SANTA ROSA, Calif. (Reuters) – Firefighters battling wildfires in California’s wine country faced the prospect of new outbreaks on Wednesday when dry, windy conditions return to an area where blazes have killed at least 17 people and destroyed 2,000 homes and businesses.
Gusts of up to 50 miles per hour (80 kph) and 10 percent humidity are forecast for later on Wednesday and into Thursday for the region, where 17 fires have forced 20,000 people to flee their homes in one of the deadliest wildfire outbreaks in California history, fire officials said.
“The potential for new fires that could grow exponentially as these fires did in such a short time period is there,” said Lynne Tolmachoff, spokeswoman for California Department of Forestry and Fire Protection.
The weather had given firefighters a reprieve on Tuesday as cooler temperatures, lower winds and coastal fog let them make headway against the fires that had burned 115,000 acres.
New evacuation orders were posted overnight across Sonoma County, north of San Francisco.
Some 155 people were missing in Sonoma County, although 45 others had been found and some of those unaccounted for may be due to confusion surrounding evacuations.
The city of Santa Rosa was particularly hard hit by the so-called Tubbs fire, which damaged a Hilton hotel and destroyed a mobile home park, among other damage. At least 11 people have been killed by that fire alone, officials said. It is the deadliest California wildfire since 2003, when the Cedar fire killed 15 people in San Diego, and the sixth deadliest since records began, according to state records.
Irene Fonzeca and her husband, Luis, spent their second night in a shelter on Tuesday after waking up the day before to the sound of fiery trees crashing down and flames being blown toward their home.
“We have no idea what’s there or if there’s anything to go back to,” Irene Fonzeca said outside the shelter holding a breathing mask as smoke and light ash blanketed downtown Santa Rosa.
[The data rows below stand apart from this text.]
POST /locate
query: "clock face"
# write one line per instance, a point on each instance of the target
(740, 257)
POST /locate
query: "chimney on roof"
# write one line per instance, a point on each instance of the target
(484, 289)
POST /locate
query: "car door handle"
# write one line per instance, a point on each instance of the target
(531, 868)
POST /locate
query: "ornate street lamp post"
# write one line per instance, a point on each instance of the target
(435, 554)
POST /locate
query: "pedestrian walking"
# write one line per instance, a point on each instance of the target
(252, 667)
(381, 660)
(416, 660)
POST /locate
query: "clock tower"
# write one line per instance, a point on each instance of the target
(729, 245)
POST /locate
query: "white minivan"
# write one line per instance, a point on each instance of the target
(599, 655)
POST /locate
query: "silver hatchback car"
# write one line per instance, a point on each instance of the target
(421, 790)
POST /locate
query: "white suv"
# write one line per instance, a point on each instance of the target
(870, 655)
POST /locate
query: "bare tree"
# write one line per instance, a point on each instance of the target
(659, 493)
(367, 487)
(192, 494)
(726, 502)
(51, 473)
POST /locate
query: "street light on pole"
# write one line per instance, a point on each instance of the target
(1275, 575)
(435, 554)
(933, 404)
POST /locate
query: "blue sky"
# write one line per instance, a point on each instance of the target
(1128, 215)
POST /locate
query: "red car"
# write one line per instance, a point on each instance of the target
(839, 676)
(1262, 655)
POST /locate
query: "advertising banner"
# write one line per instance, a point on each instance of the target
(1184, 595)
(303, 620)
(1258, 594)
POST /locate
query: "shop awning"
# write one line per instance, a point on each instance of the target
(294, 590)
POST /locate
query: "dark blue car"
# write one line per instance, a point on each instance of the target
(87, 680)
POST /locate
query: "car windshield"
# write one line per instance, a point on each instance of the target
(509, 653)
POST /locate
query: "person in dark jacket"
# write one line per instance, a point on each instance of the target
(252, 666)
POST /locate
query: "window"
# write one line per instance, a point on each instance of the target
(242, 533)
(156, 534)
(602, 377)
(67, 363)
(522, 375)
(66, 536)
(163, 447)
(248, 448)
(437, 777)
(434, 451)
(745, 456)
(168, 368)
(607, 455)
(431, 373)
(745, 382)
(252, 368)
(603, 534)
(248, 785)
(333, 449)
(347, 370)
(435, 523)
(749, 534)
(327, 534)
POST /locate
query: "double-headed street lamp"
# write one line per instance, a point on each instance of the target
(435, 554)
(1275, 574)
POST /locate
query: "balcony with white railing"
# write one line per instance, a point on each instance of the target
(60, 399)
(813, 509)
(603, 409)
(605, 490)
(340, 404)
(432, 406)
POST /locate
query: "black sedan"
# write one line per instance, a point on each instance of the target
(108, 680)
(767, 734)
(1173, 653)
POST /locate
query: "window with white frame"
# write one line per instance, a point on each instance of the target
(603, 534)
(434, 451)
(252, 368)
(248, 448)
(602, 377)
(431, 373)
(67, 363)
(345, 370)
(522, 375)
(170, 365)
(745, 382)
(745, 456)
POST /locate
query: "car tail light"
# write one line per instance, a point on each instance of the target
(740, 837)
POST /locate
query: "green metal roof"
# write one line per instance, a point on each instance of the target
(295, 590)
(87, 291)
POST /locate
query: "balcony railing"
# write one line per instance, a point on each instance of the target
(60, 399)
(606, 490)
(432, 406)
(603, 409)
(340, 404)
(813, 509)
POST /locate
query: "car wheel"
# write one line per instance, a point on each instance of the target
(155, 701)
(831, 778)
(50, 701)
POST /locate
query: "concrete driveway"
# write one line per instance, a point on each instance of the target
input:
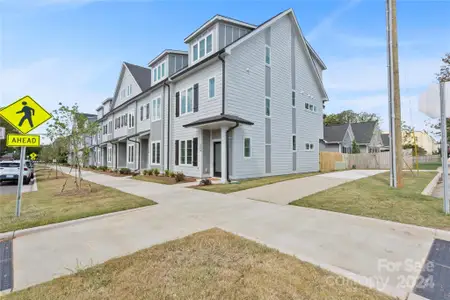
(287, 191)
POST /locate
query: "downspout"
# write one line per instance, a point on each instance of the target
(223, 84)
(228, 151)
(168, 124)
(139, 152)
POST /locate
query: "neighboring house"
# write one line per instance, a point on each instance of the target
(337, 138)
(386, 142)
(423, 140)
(243, 101)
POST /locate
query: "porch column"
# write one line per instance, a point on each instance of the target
(200, 151)
(223, 134)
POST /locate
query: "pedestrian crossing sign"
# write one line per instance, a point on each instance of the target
(25, 114)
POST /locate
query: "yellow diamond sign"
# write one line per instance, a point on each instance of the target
(25, 114)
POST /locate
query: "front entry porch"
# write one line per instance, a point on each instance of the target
(214, 144)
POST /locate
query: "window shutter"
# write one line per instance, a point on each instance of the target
(177, 152)
(196, 97)
(177, 104)
(194, 151)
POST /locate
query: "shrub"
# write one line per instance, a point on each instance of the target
(125, 171)
(205, 181)
(179, 176)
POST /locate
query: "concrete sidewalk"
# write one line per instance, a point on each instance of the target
(287, 191)
(355, 247)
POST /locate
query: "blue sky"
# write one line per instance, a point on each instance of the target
(71, 50)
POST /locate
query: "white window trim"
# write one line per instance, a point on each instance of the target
(130, 150)
(151, 153)
(154, 114)
(270, 55)
(243, 148)
(192, 106)
(197, 43)
(310, 150)
(179, 153)
(209, 89)
(270, 107)
(130, 123)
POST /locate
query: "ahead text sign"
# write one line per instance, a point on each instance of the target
(18, 140)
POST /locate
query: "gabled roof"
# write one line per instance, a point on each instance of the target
(165, 52)
(335, 133)
(363, 131)
(309, 53)
(142, 75)
(215, 19)
(385, 139)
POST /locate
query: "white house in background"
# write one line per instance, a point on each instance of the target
(243, 101)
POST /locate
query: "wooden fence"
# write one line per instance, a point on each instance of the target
(379, 160)
(328, 160)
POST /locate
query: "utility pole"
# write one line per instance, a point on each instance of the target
(396, 130)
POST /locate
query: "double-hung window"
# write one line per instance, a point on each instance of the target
(212, 87)
(156, 152)
(202, 47)
(131, 153)
(186, 152)
(186, 103)
(267, 106)
(247, 148)
(156, 109)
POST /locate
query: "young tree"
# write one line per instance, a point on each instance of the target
(355, 147)
(349, 116)
(73, 131)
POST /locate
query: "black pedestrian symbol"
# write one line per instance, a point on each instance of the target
(28, 113)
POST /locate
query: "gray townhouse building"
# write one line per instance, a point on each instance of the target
(243, 101)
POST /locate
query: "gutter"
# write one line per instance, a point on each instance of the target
(223, 85)
(228, 152)
(139, 152)
(168, 125)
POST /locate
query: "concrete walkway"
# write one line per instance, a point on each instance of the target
(287, 191)
(355, 247)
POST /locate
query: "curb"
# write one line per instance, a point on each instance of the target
(22, 232)
(428, 191)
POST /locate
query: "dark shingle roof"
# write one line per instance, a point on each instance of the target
(141, 75)
(363, 132)
(334, 133)
(385, 139)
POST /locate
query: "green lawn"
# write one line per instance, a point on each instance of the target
(207, 265)
(48, 205)
(373, 197)
(429, 166)
(251, 183)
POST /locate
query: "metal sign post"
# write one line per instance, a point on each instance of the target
(444, 146)
(20, 181)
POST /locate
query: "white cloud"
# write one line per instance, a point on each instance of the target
(52, 80)
(329, 20)
(369, 74)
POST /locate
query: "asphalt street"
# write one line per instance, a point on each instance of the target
(7, 188)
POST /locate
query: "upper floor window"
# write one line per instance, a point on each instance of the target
(212, 87)
(202, 47)
(156, 109)
(268, 58)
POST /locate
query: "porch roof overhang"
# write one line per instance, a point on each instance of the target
(218, 121)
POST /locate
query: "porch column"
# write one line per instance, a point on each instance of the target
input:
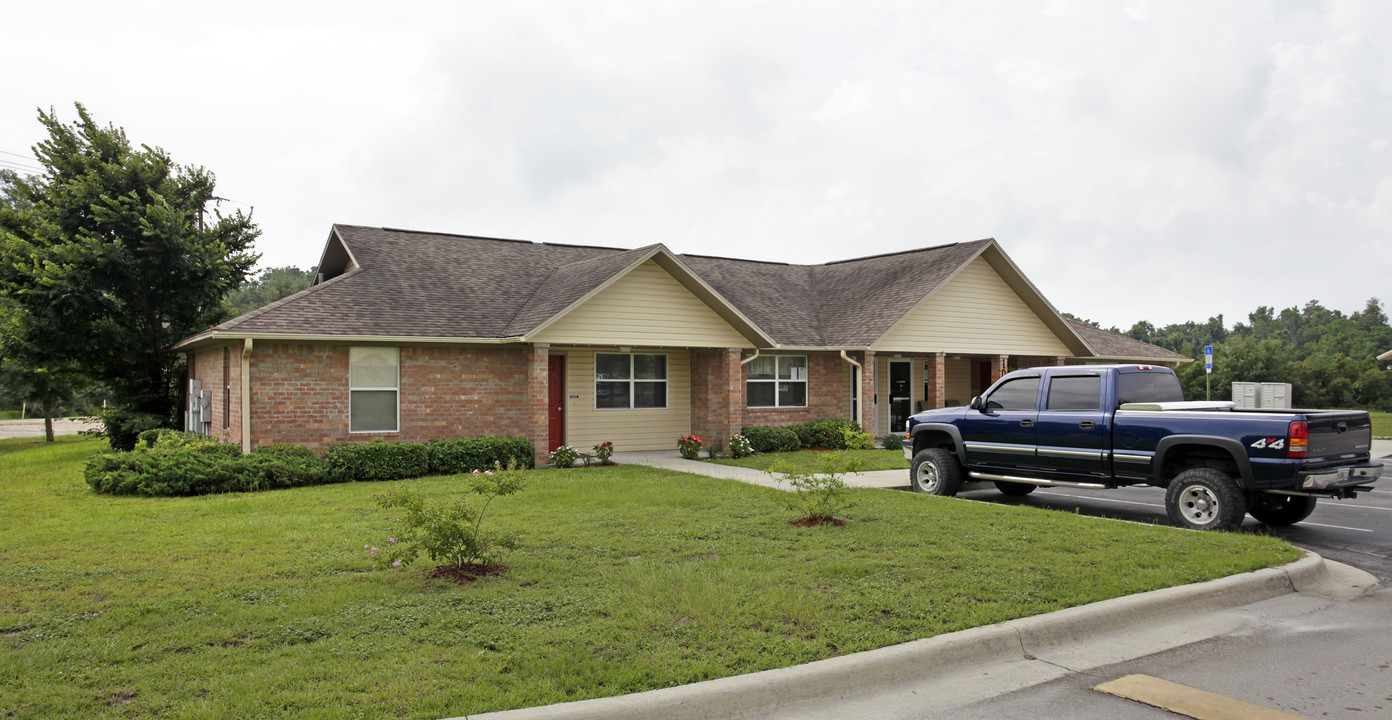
(732, 376)
(1000, 366)
(867, 400)
(938, 382)
(539, 376)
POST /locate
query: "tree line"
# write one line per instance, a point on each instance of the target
(1330, 358)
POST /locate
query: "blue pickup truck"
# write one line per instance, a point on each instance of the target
(1117, 425)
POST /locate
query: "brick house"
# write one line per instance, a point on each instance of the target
(412, 336)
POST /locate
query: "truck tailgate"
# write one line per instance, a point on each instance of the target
(1339, 433)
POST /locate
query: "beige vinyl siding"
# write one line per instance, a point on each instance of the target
(975, 312)
(628, 429)
(646, 307)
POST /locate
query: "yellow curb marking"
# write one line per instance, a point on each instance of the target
(1183, 699)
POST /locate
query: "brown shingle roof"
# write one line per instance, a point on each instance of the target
(439, 286)
(1107, 344)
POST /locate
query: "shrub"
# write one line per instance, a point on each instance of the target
(766, 439)
(564, 457)
(467, 454)
(451, 532)
(379, 460)
(823, 493)
(284, 465)
(689, 446)
(604, 451)
(855, 440)
(123, 428)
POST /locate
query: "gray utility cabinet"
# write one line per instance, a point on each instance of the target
(1267, 396)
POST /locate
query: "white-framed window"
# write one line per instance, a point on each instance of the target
(629, 380)
(373, 390)
(777, 382)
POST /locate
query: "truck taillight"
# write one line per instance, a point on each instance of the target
(1298, 439)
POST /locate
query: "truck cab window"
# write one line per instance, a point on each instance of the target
(1079, 392)
(1016, 394)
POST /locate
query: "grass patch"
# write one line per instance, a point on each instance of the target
(1381, 424)
(808, 460)
(629, 578)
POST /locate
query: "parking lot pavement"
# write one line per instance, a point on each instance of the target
(34, 426)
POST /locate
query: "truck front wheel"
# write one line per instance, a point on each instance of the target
(1204, 499)
(1281, 509)
(936, 471)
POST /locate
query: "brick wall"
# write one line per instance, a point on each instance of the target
(827, 394)
(299, 393)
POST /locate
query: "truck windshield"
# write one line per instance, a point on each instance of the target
(1147, 387)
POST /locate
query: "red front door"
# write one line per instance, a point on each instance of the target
(556, 396)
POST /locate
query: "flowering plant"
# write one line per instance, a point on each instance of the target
(689, 446)
(564, 457)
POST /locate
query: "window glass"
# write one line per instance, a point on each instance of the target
(372, 411)
(792, 394)
(1149, 386)
(372, 366)
(372, 389)
(1075, 393)
(611, 366)
(649, 394)
(611, 394)
(629, 382)
(762, 396)
(777, 382)
(1016, 394)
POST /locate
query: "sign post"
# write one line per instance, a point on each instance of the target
(1208, 372)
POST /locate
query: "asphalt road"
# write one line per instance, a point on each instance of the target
(1357, 532)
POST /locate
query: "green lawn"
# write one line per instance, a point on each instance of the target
(628, 578)
(1381, 424)
(809, 460)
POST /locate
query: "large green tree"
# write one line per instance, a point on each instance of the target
(110, 259)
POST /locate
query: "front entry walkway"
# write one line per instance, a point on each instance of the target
(673, 460)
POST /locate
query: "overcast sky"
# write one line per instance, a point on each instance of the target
(1163, 160)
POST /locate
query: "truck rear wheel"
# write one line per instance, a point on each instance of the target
(1281, 509)
(1204, 499)
(936, 471)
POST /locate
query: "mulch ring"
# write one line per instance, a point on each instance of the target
(812, 522)
(469, 573)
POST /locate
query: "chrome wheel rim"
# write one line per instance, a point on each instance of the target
(1199, 504)
(927, 475)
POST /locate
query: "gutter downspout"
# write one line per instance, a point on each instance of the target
(859, 383)
(247, 396)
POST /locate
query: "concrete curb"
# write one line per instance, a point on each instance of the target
(887, 667)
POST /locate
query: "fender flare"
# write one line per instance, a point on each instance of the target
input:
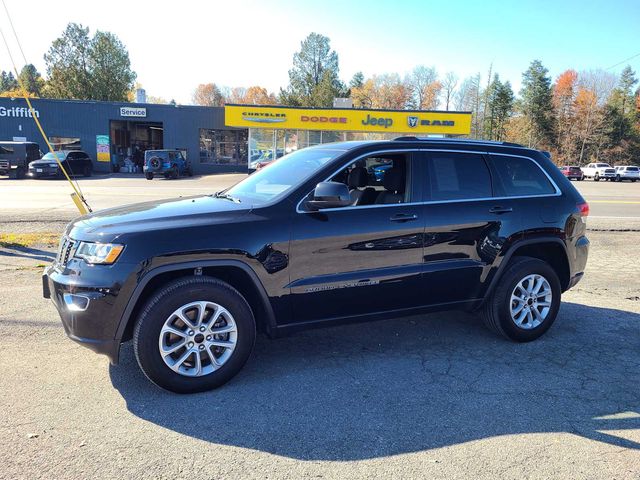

In the shelter, emotions were raw, she said. “People are crying, hugging, helping each other. It’s devastating.”
In Napa County, the dead included 100-year-old Charles Rippey and his wife, Sarah, 98, according to the county sheriff’s office. The couple were married for 75 years, a CBS affiliate in San Francisco reported, citing their son, Mike.
Charles Rippey’s body was found outside where his wife’s bedroom once stood, he said. “He was trying to get from his room to her room,” Mike Rippey said. “He never made it.”
Napa Valley Vintners, a trade group, said it was too early to assess the economic impact on Northern California’s celebrated wine country. At least four wineries suffered “total or very significant losses” and at least nine reported damage, the group said.
California Governor Jerry Brown declared a state of emergency in several northern counties, as well as in Orange County in Southern California, where a fire destroyed 15 structures and damaged 12, the Anaheim Fire and Rescue Department said.